Re-posted by Nicholas Stix
Thanks to reader-researchers “W” and RC.
Crockboy’s father Mohamed Mohamed put this show together. He took the casing off a conventional alarm clock, made it look like a conventional Moslem terrorist’s suitcase bomb, and instructed the boy to activate the timer, so people would hear the thing ticking like a time bomb. Note that young Ahmed engaged the timer after one of his teachers had told him to go low-profile.
The police did not overreact in the least. The father wanted the boy to get arrested, so that he could:
1. Get publicity here, and in his native Sudan, where he is the local version of Harold Stassen, except that whereas Stassen was elected governor of Minnesota at 31, and was president of the Ivy League University of Pennsylvania, perennial candidate Mohamed Mohamed couldn’t get elected girl catcher;
2. Use the hoax to launch a multi-million-dollar shakedown lawsuit; and
3. Use the hoax to intimidate authorities into weakening security, so as to pave the way for real Moslem terrorist attacks.
The newest developments are that Crockboy's family has engaged a lawyer, to try and get the evidence, er, clock back ASAP, and that someone has organized a Two-Minute-Hate at Richard Dawkins' Twit page (https://twitter.com/RichardDawkins).
Published on Sep 18, 2015 by Thomas Talbot.
Thomas Talbot: This video shows that the supposed clock invention by a 14 year old is in fact not an invention. The 'clock' is a commercial bedside alarm clock removed from its casing. There is nothing to indicate that the clock was even assembled by the child. I suspect this was brought into school to create an alarmed reaction.

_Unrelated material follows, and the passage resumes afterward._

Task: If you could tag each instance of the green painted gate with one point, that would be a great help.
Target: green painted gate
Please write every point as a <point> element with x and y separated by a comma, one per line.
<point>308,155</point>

Talbot: So, Mark Zuckerberg, Mr. President, Make Magazine (which should know better), and others: You've been duped. Please do recognize youths of all backgrounds who create wonderful inventions with electronics. The kid making press around the world did not invent or build a clock. [End of Talbot.]
Richard Dawkins: Clock Made by Muslim Boy All Part of a Hoax?
By Clyde Hughes
Tuesday, 22 Sep 2015 06:35 A.M.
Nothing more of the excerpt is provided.